Cannot find a Hadamard operation between a vector and a matrix that return a matrix using C#

I can do the following using numpy:
a = np.array([[1,2],[3,4],[5,6]]) # a 3x2 matrix
b = np.array([1, 2, 3]) # a 1x3 array
c = np.multiply(a.T,b)

print© returns
[[ 1 2]
[ 6 8]
[15 18]]

Why cant I do the same Hadamard operation between a vector and a matrix using Math.Net with C#?

So far as I know, you have to do it column by column:

        var M = Matrix<double>.Build;
        var V = Vector<double>.Build;

        double[,] x = {{ 1.0, 2.0 },
        { 3.0, 4.0 },
        { 5.0, 6.0 } };
        var m = M.DenseOfArray(x);

        double[] y = { 1.0, 2.0, 3.0 };
        var v = V.DenseOfArray(y);
        for (int ic=0;ic<m.ColumnCount;ic++) m.SetColumn(ic, m.Column(ic).PointwiseMultiply(v));

We do support the Hadamard product: PointwiseMultiply.

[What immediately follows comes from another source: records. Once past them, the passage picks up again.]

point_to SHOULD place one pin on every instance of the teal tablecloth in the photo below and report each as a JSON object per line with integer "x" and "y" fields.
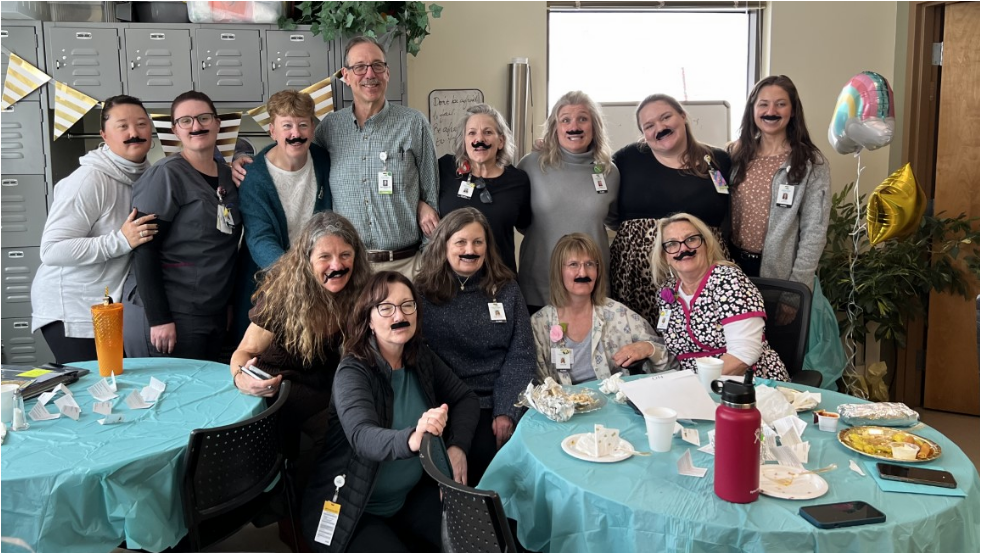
{"x": 82, "y": 487}
{"x": 563, "y": 504}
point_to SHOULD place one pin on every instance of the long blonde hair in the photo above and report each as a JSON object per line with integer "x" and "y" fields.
{"x": 300, "y": 311}
{"x": 550, "y": 156}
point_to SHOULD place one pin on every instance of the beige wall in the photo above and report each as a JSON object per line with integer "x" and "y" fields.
{"x": 819, "y": 45}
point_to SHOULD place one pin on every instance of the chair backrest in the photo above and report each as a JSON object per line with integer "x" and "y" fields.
{"x": 473, "y": 519}
{"x": 227, "y": 467}
{"x": 788, "y": 338}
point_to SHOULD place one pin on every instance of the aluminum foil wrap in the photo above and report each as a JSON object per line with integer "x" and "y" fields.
{"x": 549, "y": 399}
{"x": 885, "y": 414}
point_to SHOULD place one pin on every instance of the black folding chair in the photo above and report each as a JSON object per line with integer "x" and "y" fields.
{"x": 789, "y": 339}
{"x": 473, "y": 519}
{"x": 230, "y": 475}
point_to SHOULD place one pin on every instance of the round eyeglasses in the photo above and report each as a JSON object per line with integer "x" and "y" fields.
{"x": 673, "y": 246}
{"x": 387, "y": 309}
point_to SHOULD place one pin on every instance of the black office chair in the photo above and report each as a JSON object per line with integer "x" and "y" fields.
{"x": 473, "y": 520}
{"x": 789, "y": 339}
{"x": 227, "y": 471}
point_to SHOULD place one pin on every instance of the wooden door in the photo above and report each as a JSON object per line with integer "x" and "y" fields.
{"x": 952, "y": 382}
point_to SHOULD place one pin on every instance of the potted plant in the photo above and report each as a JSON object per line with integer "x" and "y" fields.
{"x": 381, "y": 20}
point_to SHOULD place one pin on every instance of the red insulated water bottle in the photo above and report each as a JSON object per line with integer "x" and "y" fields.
{"x": 737, "y": 442}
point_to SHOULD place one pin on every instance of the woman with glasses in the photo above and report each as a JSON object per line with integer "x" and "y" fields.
{"x": 667, "y": 172}
{"x": 574, "y": 188}
{"x": 583, "y": 335}
{"x": 90, "y": 232}
{"x": 297, "y": 321}
{"x": 707, "y": 306}
{"x": 177, "y": 296}
{"x": 479, "y": 174}
{"x": 389, "y": 390}
{"x": 476, "y": 321}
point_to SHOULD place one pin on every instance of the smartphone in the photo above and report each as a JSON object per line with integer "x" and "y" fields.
{"x": 841, "y": 514}
{"x": 256, "y": 373}
{"x": 919, "y": 475}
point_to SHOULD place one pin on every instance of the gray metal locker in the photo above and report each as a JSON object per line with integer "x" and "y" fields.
{"x": 23, "y": 42}
{"x": 17, "y": 268}
{"x": 85, "y": 59}
{"x": 21, "y": 142}
{"x": 296, "y": 60}
{"x": 158, "y": 63}
{"x": 228, "y": 64}
{"x": 20, "y": 346}
{"x": 24, "y": 209}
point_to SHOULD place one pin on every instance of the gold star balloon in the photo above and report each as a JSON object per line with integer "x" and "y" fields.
{"x": 896, "y": 207}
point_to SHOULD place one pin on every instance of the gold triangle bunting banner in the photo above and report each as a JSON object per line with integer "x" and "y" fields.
{"x": 70, "y": 106}
{"x": 22, "y": 79}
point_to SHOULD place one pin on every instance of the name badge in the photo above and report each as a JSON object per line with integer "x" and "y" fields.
{"x": 785, "y": 195}
{"x": 496, "y": 310}
{"x": 599, "y": 183}
{"x": 466, "y": 190}
{"x": 385, "y": 182}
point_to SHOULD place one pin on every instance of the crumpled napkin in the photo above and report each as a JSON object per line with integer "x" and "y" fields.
{"x": 548, "y": 399}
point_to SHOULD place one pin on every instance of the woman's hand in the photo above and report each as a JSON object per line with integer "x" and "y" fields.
{"x": 432, "y": 421}
{"x": 458, "y": 460}
{"x": 137, "y": 230}
{"x": 633, "y": 353}
{"x": 503, "y": 429}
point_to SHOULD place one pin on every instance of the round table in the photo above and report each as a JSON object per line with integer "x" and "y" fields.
{"x": 84, "y": 487}
{"x": 642, "y": 504}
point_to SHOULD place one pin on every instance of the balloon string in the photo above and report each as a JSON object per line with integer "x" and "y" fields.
{"x": 850, "y": 375}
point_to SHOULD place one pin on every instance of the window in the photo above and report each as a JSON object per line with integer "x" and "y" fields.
{"x": 702, "y": 52}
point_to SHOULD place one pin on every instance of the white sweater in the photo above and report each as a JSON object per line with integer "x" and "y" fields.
{"x": 83, "y": 250}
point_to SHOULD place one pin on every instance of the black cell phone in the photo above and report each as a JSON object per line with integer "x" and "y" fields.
{"x": 919, "y": 475}
{"x": 841, "y": 514}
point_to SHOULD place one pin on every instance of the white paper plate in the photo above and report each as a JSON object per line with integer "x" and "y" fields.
{"x": 801, "y": 487}
{"x": 624, "y": 450}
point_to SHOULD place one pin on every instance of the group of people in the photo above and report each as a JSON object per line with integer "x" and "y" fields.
{"x": 382, "y": 281}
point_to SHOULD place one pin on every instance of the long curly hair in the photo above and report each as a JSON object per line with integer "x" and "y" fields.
{"x": 550, "y": 156}
{"x": 301, "y": 312}
{"x": 802, "y": 149}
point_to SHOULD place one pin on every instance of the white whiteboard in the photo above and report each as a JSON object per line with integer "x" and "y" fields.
{"x": 446, "y": 108}
{"x": 709, "y": 120}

For your example where the dimensions don’t match exactly, the Hadamard product is actually undefined. I guess it is a convenience feature of numpy to allow it anyway, assuming the single-row or single-column matrix to be repeated. Currently the matrix-PointwiseMultiply requires dimensions to match exactly and thus does not support this.

I guess we could extend it to allow them to either match exactly or be exactly 1, in which case it would assume them to be repeated. If one of them is a 1x1 matrix it could do a scalar multiplication. This way you could write this in C# as m.PointwiseMultiply(v.ToColumnMatrix()), and in F# as m .* (v.ToColumnMatrix()).

We still need to convert to a column or row matrix since the vector is undirected.